Conclusion

Les travaux présentés au cours de cette thèse apportent une preuve supplémentaire de la remarquable organisation des systèmes sensoriels ainsi que de leur adaptabilité.

Tout au long des voies auditives, l’information codée en périphérie chemine de façon tonotopique et ce, jusqu’au cortex auditif. Plus qu’un relais, les cartes tonotopiques présentes au sein des différentes structures pourraient être le reflet de différences de codage entre les hémisphères cérébraux (Liegeois-Chauvel et al., 2001). De même, certaines de ces cartes pourraient être spécialisées dans le codage d’une seule des deux oreilles. Toutefois, les travaux conduits chez l’humain, et à un degré moindre chez l’animal, ne permettent toujours pas d’établir avec certitude la façon dont le codage est effectué au niveau du cortex. Les limitations sont principalement d’ordre méthodologique, car l’amélioration des appareils de mesure ira de pair avec l’amélioration des connaissances en ce domaine.

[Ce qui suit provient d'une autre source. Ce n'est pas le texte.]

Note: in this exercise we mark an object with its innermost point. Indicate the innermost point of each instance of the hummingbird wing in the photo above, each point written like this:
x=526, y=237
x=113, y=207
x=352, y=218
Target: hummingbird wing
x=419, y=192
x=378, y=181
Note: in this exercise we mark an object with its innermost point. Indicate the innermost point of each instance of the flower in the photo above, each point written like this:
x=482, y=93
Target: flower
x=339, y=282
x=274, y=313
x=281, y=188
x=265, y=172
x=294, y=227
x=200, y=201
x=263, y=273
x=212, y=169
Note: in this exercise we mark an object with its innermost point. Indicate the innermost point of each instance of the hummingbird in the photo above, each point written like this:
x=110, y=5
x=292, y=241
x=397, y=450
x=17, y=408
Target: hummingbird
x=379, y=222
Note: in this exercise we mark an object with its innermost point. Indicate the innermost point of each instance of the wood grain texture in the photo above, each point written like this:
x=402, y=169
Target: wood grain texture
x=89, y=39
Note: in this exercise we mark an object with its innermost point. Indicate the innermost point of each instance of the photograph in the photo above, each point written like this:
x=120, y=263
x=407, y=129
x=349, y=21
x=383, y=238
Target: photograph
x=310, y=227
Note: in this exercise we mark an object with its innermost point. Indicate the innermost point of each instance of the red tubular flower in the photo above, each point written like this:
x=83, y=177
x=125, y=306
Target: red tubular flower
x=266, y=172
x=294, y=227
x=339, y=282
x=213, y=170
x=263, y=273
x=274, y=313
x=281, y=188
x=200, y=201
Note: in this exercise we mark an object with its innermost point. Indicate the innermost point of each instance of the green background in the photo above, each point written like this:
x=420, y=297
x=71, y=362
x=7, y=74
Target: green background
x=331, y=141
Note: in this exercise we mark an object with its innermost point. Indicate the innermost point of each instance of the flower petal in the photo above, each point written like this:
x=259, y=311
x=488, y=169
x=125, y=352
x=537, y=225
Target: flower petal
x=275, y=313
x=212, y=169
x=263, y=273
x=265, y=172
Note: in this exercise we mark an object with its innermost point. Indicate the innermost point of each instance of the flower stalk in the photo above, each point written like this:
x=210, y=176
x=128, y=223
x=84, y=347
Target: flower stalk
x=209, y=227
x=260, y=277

Si l’on considère les cartes tonotopiques comme des voies d’aiguillage de l’information codée en périphérie ainsi que le reflet de l’organisation des différents noyaux, la connaissance rigoureuse de l’organisation des fréquences devrait permettre de connaître les mécanismes qui se mettent en place lors d’un phénomène de plasticité cérébrale. En effet, lors d’une privation auditive (Robertson et Irvine, 1989), d’un apprentissage (Recanzone et al., 1993) ou d’une sur-stimulation (Poon et al., 1990), les structures corticales et parfois sous-corticales s’adaptent à la nouvelle information. Dans le cas d’une perte auditive partielle aux hautes fréquences, la réorganisation du cortex est ainsi objectivée par la modification de l’organisation tonotopique corticale : les neurones qui codaient les fréquences dans la perte auditive se mettent à coder la dernière fréquence saine. Cette modification de la carte tonotopique corticale pourrait également se refléter par une amélioration des performances de discrimination fréquentielle. En plus d’être adaptables, les cartes tonotopiques pourraient se réorganiser plus ou moins continuellement, mettant en exergue des phénomènes de plasticité secondaire. En effet, lors de la réhabilitation auditive de sujets cochleo-lésés, l’amélioration locale des performances de discrimination fréquentielle disparaît. L’apport d’informations aux neurones codant les fréquences situées dans la perte auditive pourrait supprimer la sur-représentation de la dernière fréquence saine. Toutefois, des preuves directes utilisant des techniques d’imagerie cérébrale restent à apporter.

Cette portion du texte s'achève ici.